Os números são revelados num inquérito recentemente realizado pela Cushman & Wakefield junto de mais de meia centena de investidores imobiliários, divulgado esta segunda-feira, para entender o impacto da pandemia em Portugal nas intenções de investimento, nos mercados de ocupação e nos níveis de preços para as diferentes classes de ativos imobiliários.  E mostram que os investidores têm ainda cerca de 3.000 milhões de euros previstos em vendas num futuro próximo.

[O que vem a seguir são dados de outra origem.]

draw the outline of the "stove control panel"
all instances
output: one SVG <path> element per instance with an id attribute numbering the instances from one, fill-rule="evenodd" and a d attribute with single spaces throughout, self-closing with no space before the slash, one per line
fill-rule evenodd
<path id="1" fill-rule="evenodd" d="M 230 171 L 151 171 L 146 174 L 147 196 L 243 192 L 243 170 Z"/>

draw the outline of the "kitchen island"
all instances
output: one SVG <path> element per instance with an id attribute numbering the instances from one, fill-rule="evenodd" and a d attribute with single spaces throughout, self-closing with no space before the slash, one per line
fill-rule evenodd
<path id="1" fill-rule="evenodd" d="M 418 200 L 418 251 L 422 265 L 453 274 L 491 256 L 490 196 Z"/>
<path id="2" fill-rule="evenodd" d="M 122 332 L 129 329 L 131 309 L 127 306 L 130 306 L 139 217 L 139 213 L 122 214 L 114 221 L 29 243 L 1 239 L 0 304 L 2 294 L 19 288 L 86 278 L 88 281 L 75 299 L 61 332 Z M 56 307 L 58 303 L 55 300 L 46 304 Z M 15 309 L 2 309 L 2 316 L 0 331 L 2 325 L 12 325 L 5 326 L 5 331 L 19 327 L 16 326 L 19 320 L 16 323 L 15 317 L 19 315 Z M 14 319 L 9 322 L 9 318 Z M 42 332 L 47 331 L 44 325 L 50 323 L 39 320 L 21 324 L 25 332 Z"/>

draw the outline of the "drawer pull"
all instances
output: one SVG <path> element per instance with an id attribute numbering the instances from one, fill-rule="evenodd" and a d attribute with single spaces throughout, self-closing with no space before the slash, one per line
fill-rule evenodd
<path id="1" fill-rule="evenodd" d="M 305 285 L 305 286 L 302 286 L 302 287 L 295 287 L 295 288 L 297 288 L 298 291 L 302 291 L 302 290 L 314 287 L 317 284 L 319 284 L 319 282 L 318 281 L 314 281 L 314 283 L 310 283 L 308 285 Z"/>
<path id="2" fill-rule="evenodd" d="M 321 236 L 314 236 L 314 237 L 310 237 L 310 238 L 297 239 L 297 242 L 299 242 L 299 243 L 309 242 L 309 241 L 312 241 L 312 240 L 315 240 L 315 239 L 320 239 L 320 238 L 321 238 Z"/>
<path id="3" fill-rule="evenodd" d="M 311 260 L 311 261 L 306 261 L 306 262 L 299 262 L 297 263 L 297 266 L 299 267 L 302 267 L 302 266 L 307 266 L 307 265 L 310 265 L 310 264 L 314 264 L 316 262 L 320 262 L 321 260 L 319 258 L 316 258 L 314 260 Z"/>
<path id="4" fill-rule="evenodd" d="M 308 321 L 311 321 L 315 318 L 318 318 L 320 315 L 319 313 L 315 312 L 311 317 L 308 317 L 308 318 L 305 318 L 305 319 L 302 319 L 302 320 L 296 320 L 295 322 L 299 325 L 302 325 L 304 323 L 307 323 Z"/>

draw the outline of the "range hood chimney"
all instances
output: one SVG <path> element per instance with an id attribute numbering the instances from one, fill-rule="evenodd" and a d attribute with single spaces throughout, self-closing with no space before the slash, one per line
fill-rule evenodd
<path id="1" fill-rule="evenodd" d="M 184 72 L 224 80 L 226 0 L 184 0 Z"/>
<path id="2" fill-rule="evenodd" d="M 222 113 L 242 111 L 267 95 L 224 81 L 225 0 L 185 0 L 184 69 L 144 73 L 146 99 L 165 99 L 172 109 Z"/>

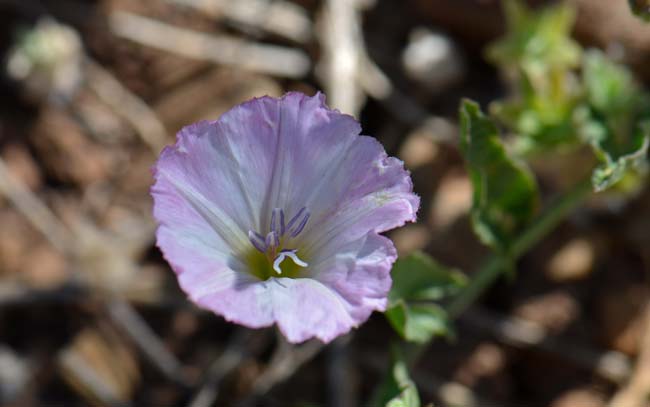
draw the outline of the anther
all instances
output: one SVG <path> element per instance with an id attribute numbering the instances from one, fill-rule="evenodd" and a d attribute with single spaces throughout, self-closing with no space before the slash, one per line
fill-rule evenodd
<path id="1" fill-rule="evenodd" d="M 306 210 L 307 210 L 307 208 L 305 208 L 304 206 L 303 206 L 302 208 L 300 208 L 300 210 L 298 211 L 298 213 L 296 213 L 295 215 L 293 215 L 293 218 L 291 218 L 291 220 L 289 221 L 289 223 L 287 223 L 287 229 L 291 229 L 291 227 L 293 226 L 293 224 L 296 223 L 296 222 L 298 222 L 298 221 L 301 219 L 301 216 L 302 216 L 303 212 L 305 212 Z"/>
<path id="2" fill-rule="evenodd" d="M 259 250 L 262 253 L 266 252 L 266 249 L 268 248 L 266 245 L 266 242 L 264 241 L 264 236 L 260 235 L 257 232 L 254 232 L 252 230 L 248 231 L 248 240 L 251 241 L 251 244 L 253 247 L 255 247 L 257 250 Z"/>
<path id="3" fill-rule="evenodd" d="M 307 224 L 307 221 L 309 220 L 310 213 L 306 212 L 305 216 L 302 218 L 298 226 L 291 232 L 291 237 L 296 237 L 302 232 L 302 230 L 305 228 L 305 225 Z"/>
<path id="4" fill-rule="evenodd" d="M 280 208 L 271 212 L 271 232 L 276 232 L 279 236 L 284 235 L 284 211 Z"/>
<path id="5" fill-rule="evenodd" d="M 275 232 L 269 232 L 269 234 L 266 235 L 266 239 L 264 240 L 264 244 L 266 244 L 267 249 L 276 248 L 276 247 L 280 246 L 280 237 Z"/>
<path id="6" fill-rule="evenodd" d="M 307 211 L 307 208 L 304 206 L 300 208 L 298 213 L 291 218 L 289 223 L 287 224 L 287 230 L 291 234 L 291 237 L 296 237 L 300 232 L 302 232 L 303 228 L 307 224 L 307 221 L 309 220 L 309 212 Z"/>

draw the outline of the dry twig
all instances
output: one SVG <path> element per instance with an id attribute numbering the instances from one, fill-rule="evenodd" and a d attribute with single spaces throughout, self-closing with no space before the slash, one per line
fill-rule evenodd
<path id="1" fill-rule="evenodd" d="M 431 115 L 400 92 L 372 61 L 360 29 L 359 0 L 328 0 L 322 27 L 324 56 L 319 68 L 334 107 L 357 116 L 364 95 L 380 101 L 392 114 L 412 126 L 426 127 L 437 142 L 456 143 L 458 130 L 449 120 Z"/>
<path id="2" fill-rule="evenodd" d="M 4 195 L 29 222 L 56 247 L 70 254 L 73 239 L 70 231 L 32 191 L 26 188 L 9 172 L 0 158 L 0 194 Z"/>
<path id="3" fill-rule="evenodd" d="M 363 38 L 356 1 L 327 0 L 322 18 L 325 91 L 332 106 L 358 116 L 364 94 L 359 86 Z"/>
<path id="4" fill-rule="evenodd" d="M 59 363 L 64 371 L 79 382 L 80 386 L 92 392 L 92 397 L 100 405 L 116 407 L 131 405 L 131 403 L 119 400 L 114 390 L 104 382 L 102 377 L 79 354 L 73 351 L 64 351 L 59 356 Z"/>
<path id="5" fill-rule="evenodd" d="M 295 42 L 311 38 L 311 21 L 304 8 L 276 0 L 167 0 L 212 17 L 224 17 L 247 28 L 262 29 Z"/>
<path id="6" fill-rule="evenodd" d="M 111 14 L 110 27 L 118 37 L 188 58 L 288 78 L 309 71 L 307 55 L 292 48 L 210 35 L 126 12 Z"/>
<path id="7" fill-rule="evenodd" d="M 288 343 L 281 334 L 278 334 L 278 346 L 269 361 L 269 367 L 253 383 L 251 398 L 263 396 L 273 386 L 291 377 L 302 365 L 314 358 L 323 347 L 321 342 L 315 340 L 294 346 Z"/>
<path id="8" fill-rule="evenodd" d="M 147 358 L 168 378 L 186 384 L 181 363 L 167 350 L 156 333 L 128 302 L 113 298 L 106 304 L 112 321 L 128 334 Z"/>
<path id="9" fill-rule="evenodd" d="M 22 183 L 16 180 L 7 169 L 4 161 L 0 159 L 0 193 L 6 196 L 14 207 L 21 212 L 32 225 L 41 231 L 43 235 L 73 261 L 78 260 L 86 255 L 92 257 L 93 253 L 84 253 L 85 242 L 84 236 L 76 236 L 73 231 L 69 230 L 63 223 L 50 211 L 50 209 Z M 101 233 L 97 232 L 97 235 Z M 93 247 L 90 245 L 89 247 Z M 108 255 L 119 256 L 119 252 L 107 251 Z M 101 260 L 101 259 L 100 259 Z M 90 272 L 92 270 L 84 270 Z M 138 345 L 148 359 L 160 371 L 166 374 L 170 379 L 183 382 L 179 375 L 180 362 L 169 352 L 162 341 L 151 331 L 146 321 L 133 309 L 133 307 L 124 300 L 111 296 L 107 307 L 113 320 L 125 328 L 130 339 Z M 81 368 L 81 367 L 80 367 Z M 89 385 L 92 385 L 90 382 Z M 104 394 L 101 388 L 97 388 L 98 397 Z"/>
<path id="10" fill-rule="evenodd" d="M 167 130 L 156 113 L 110 72 L 88 57 L 85 77 L 87 86 L 133 126 L 151 152 L 156 155 L 160 153 L 167 144 Z"/>
<path id="11" fill-rule="evenodd" d="M 214 404 L 219 395 L 220 382 L 243 360 L 246 353 L 244 342 L 249 335 L 250 332 L 246 330 L 234 334 L 224 352 L 208 369 L 203 385 L 189 403 L 190 407 L 210 407 Z"/>

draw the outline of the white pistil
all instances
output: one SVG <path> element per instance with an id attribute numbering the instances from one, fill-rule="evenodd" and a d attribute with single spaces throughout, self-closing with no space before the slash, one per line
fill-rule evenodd
<path id="1" fill-rule="evenodd" d="M 293 262 L 296 263 L 297 265 L 299 265 L 300 267 L 307 267 L 308 266 L 307 263 L 300 260 L 300 258 L 298 258 L 298 256 L 296 256 L 296 251 L 295 250 L 283 250 L 280 253 L 278 253 L 278 257 L 276 257 L 275 260 L 273 261 L 273 270 L 275 270 L 276 273 L 282 274 L 282 270 L 280 269 L 280 264 L 287 257 L 289 257 L 291 260 L 293 260 Z"/>

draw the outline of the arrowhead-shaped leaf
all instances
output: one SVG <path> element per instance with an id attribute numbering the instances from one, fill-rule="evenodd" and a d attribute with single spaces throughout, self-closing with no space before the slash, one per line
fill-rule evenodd
<path id="1" fill-rule="evenodd" d="M 460 148 L 474 188 L 474 231 L 485 244 L 505 254 L 534 215 L 537 184 L 523 164 L 508 156 L 499 130 L 478 104 L 464 100 L 460 122 Z"/>

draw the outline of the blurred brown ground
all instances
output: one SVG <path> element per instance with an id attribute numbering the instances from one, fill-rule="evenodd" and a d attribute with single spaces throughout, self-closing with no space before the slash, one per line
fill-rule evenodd
<path id="1" fill-rule="evenodd" d="M 626 1 L 570 2 L 578 9 L 575 34 L 583 44 L 615 53 L 650 80 L 650 25 L 632 17 Z M 417 224 L 391 234 L 400 253 L 423 249 L 470 273 L 487 253 L 469 227 L 471 189 L 454 123 L 460 97 L 484 104 L 505 92 L 482 57 L 483 47 L 504 30 L 498 1 L 358 1 L 363 41 L 357 38 L 356 46 L 365 44 L 367 53 L 360 60 L 374 61 L 408 103 L 381 97 L 381 80 L 362 84 L 354 76 L 343 88 L 357 93 L 337 93 L 336 81 L 350 78 L 328 76 L 337 51 L 326 44 L 331 31 L 346 27 L 326 24 L 327 2 L 289 3 L 298 20 L 290 12 L 286 24 L 306 22 L 303 37 L 292 37 L 283 24 L 269 26 L 259 13 L 237 17 L 233 10 L 241 5 L 235 3 L 215 1 L 212 11 L 201 11 L 171 0 L 0 1 L 3 60 L 18 30 L 50 16 L 78 35 L 77 56 L 94 61 L 84 64 L 73 91 L 48 78 L 17 81 L 3 71 L 0 158 L 19 186 L 17 195 L 24 195 L 20 188 L 31 191 L 51 214 L 29 207 L 30 221 L 0 196 L 0 405 L 185 406 L 194 400 L 198 406 L 203 381 L 213 379 L 219 379 L 215 405 L 338 407 L 368 400 L 394 335 L 380 315 L 343 350 L 303 349 L 309 356 L 304 365 L 269 379 L 272 355 L 282 351 L 274 331 L 242 333 L 196 309 L 154 246 L 149 168 L 159 148 L 183 125 L 214 119 L 253 96 L 333 89 L 328 100 L 356 109 L 351 113 L 364 133 L 412 171 L 422 209 Z M 111 16 L 117 12 L 281 46 L 309 67 L 300 74 L 253 72 L 238 65 L 246 61 L 219 63 L 142 45 L 116 32 Z M 401 63 L 418 27 L 442 33 L 461 61 L 438 82 L 423 83 Z M 362 63 L 358 69 L 367 74 Z M 542 163 L 538 175 L 548 195 L 562 185 L 552 162 Z M 48 216 L 59 223 L 49 227 Z M 606 405 L 631 374 L 649 318 L 643 311 L 649 231 L 647 187 L 623 204 L 594 201 L 577 213 L 524 257 L 513 281 L 490 290 L 479 314 L 461 318 L 456 341 L 429 347 L 414 373 L 423 400 L 441 406 Z M 499 328 L 506 322 L 512 332 Z M 142 334 L 142 324 L 150 336 Z M 530 329 L 541 329 L 544 341 L 521 342 L 517 335 Z M 212 365 L 233 349 L 239 363 Z M 345 352 L 344 367 L 332 362 L 337 352 Z M 217 373 L 209 373 L 210 366 Z M 345 394 L 332 390 L 332 369 L 348 381 Z M 271 385 L 251 398 L 264 380 Z"/>

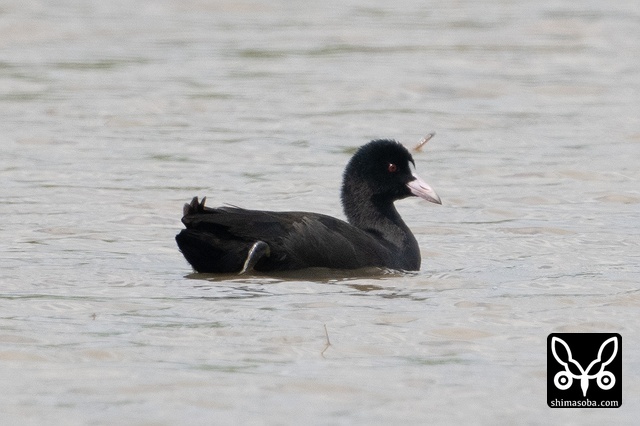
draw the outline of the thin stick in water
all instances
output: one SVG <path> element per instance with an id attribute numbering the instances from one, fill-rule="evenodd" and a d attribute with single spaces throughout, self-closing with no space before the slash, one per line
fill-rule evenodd
<path id="1" fill-rule="evenodd" d="M 331 341 L 329 341 L 329 332 L 327 331 L 327 324 L 324 324 L 324 336 L 327 338 L 327 344 L 322 350 L 322 352 L 320 352 L 320 355 L 322 355 L 322 358 L 324 358 L 325 351 L 329 349 L 329 346 L 331 346 Z"/>
<path id="2" fill-rule="evenodd" d="M 436 135 L 436 132 L 431 132 L 427 136 L 425 136 L 424 138 L 420 139 L 420 142 L 418 142 L 418 145 L 416 145 L 415 148 L 413 148 L 413 150 L 415 152 L 422 151 L 422 147 L 425 146 L 426 143 L 429 142 L 431 140 L 431 138 L 433 138 L 435 135 Z"/>

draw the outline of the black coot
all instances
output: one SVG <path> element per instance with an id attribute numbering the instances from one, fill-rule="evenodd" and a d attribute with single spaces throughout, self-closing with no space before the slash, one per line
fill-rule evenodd
<path id="1" fill-rule="evenodd" d="M 178 247 L 198 272 L 244 273 L 309 267 L 420 269 L 420 248 L 393 202 L 412 195 L 440 204 L 411 172 L 413 158 L 393 140 L 360 147 L 344 171 L 349 223 L 317 213 L 184 206 Z"/>

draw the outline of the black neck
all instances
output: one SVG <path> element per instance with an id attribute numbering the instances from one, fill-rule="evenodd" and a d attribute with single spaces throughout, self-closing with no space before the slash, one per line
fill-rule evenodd
<path id="1" fill-rule="evenodd" d="M 391 243 L 398 250 L 420 255 L 418 242 L 393 205 L 393 200 L 371 195 L 349 183 L 342 188 L 342 206 L 350 224 Z M 406 247 L 406 249 L 404 249 Z M 419 262 L 419 260 L 418 260 Z"/>

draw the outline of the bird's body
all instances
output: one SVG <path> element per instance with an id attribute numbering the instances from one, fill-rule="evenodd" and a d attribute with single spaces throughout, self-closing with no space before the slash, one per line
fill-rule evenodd
<path id="1" fill-rule="evenodd" d="M 372 141 L 356 152 L 342 186 L 349 223 L 318 213 L 209 208 L 196 197 L 185 204 L 186 229 L 176 241 L 198 272 L 418 270 L 418 243 L 393 202 L 410 195 L 440 199 L 411 173 L 409 162 L 411 154 L 395 141 Z"/>
<path id="2" fill-rule="evenodd" d="M 420 259 L 415 256 L 396 256 L 402 245 L 331 216 L 233 207 L 212 209 L 197 199 L 189 206 L 191 210 L 183 220 L 187 229 L 177 239 L 196 271 L 239 272 L 248 250 L 257 241 L 269 247 L 269 255 L 255 264 L 257 271 L 367 266 L 415 270 L 420 266 Z M 411 246 L 417 247 L 413 235 L 410 237 Z"/>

Segundo a C&W, apesar da pandemia, os investidores continuam interessados na aquisição de escritórios e residências de estudantes. Mas ganham relevância os setores da logística, residencial de rendimento e a saúde. Aliás, a maior parte dos inquiridos prevê que a atividade ocupacional regresse ao normal dentro de três meses, por oposição a uma recuperação mais lenta dos restantes, nomeadamente o retalho e a hotelaria.

No estudo, a consultora destaca que «os investidores estão, em grande parte, ativos e operacionalmente preparados para fechar negócios, e não antecipam descontos significativos. Acreditam que o mercado vai manter-se dinâmico, mas sujeito à disponibilidade da oferta. Esta é uma boa notícia que fica evidente com este inquérito».

De notar também que 83% dos inquiridos acredita que o mercado de investimento imobiliário em Portugal vai retomar os níveis de atividade e preços pré-pandemia no decorrer dos próximos 18 meses.